This day 5 years ago...

Sep 11, 2006 11:32

I was on my way to Psychology class, went in and sat down. The TV was on the news watching the first flaming building speculating whether it was an accident or not. No one was paying particular attention to it except me, it seemed, because when I saw the second plane fly into the second tower, I shouted to the rest of the class what I had seen. Everyone was like, "what?!" Then they were all intrigued and terrified. I didn't go to Governor's school. My dad told me to come home. He was let off early for fear of another attack on any base in the area. My dad was affraid I would be in the middle of something if I had gone to Norfolk that day. When I got home, I noticed how beautiful the weather was (clear, blue skies) for something so horrible to have taken place. But I stayed home and watched the news the entire day hoping to find out who did this and what we were going to do about it. I didn't want to go to sleep that night, though I had an ealy morning the next day. I started a journal, like Anne Frank, to record the events of the war and everything that happened to me. Never in my life had I wanted to take action like I did after that. I felt so patriotic and wanted to join the army and fight for the freedoms I took so for granted.
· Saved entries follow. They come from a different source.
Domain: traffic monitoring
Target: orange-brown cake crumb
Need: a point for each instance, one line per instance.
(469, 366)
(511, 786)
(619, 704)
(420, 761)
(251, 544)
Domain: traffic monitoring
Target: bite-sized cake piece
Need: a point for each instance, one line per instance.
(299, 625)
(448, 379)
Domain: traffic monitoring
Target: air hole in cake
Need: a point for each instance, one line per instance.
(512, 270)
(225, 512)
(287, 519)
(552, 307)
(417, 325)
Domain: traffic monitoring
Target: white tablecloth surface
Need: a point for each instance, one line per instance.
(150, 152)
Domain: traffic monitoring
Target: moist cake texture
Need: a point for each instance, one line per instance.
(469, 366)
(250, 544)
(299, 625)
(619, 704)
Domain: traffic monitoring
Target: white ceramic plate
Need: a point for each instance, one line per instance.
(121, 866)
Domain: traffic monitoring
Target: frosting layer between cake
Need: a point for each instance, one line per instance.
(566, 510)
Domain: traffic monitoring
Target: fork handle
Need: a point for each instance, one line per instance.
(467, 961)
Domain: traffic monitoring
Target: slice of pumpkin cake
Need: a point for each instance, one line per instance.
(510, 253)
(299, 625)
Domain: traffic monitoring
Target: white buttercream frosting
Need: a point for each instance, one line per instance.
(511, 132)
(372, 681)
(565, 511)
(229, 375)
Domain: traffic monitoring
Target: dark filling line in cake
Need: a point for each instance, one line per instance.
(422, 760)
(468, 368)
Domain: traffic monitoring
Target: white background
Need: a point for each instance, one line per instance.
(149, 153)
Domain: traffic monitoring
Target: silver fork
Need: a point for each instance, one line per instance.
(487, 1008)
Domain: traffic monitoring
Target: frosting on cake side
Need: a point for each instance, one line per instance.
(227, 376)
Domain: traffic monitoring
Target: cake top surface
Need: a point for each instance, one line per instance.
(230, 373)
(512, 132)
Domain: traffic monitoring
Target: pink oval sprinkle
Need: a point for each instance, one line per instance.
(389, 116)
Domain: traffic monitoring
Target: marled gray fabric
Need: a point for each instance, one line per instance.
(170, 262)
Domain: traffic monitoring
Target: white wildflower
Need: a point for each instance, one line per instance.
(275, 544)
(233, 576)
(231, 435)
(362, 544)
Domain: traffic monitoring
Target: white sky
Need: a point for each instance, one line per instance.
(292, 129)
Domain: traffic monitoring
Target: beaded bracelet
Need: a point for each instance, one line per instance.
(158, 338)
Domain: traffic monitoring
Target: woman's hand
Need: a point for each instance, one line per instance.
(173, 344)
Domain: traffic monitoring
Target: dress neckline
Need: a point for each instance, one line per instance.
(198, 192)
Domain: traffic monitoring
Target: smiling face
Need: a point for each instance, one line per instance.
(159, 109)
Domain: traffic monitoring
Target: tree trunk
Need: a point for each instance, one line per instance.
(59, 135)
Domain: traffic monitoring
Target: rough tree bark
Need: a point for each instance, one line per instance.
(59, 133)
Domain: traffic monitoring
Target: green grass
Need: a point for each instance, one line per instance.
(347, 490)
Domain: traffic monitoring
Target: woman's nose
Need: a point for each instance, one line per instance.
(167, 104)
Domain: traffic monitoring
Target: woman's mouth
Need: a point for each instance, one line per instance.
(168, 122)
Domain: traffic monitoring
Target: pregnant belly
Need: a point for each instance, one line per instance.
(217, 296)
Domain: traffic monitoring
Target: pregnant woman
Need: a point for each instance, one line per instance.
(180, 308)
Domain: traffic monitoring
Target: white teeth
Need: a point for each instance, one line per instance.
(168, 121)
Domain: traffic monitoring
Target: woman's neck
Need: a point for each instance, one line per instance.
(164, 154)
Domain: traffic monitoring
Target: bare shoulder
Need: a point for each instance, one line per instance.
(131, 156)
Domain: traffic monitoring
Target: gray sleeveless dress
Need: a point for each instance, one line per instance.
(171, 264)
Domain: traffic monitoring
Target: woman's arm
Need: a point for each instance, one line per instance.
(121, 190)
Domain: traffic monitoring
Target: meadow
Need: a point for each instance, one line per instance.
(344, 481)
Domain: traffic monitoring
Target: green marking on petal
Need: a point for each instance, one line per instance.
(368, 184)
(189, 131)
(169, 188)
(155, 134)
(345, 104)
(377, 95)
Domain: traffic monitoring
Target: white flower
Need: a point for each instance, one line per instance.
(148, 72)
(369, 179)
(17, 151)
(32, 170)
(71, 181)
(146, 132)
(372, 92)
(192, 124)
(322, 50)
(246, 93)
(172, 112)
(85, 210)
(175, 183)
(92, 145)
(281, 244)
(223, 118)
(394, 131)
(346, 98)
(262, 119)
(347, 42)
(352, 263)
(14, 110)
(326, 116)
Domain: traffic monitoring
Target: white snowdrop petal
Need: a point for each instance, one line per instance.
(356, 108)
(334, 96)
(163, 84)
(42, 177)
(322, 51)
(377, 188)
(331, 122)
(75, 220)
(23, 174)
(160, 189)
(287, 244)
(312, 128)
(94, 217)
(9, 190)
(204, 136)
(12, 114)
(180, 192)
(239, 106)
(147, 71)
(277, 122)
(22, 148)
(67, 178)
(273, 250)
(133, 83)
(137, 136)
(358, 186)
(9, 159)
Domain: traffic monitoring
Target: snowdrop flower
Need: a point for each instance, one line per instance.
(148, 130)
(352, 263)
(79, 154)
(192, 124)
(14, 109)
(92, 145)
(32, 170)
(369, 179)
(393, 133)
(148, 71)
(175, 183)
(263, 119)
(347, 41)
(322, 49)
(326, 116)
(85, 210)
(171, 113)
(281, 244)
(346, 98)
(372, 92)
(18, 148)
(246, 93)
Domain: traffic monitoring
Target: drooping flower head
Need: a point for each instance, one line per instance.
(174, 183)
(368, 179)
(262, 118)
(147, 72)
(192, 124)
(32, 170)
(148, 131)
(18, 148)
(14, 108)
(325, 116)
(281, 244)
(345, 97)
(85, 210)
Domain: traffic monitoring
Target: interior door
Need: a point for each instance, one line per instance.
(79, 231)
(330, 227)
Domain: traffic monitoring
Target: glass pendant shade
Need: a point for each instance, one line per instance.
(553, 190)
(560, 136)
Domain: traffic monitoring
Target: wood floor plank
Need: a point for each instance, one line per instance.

Well, the journal writing died quickly and my patriotism slowly deminished, but not disappeared. My support for the war has died as well, with the shift of focus from the main man who did this to another man who had nothing to do with it. Also with the departure of my loved ones to that unfocused war. I still love America and am more thankful now, than ever, that I live here and enjoy the things I do. 9/11 changed my life as I know it did everyone else's in America and hope that I never fall back into apathy about this incredible country.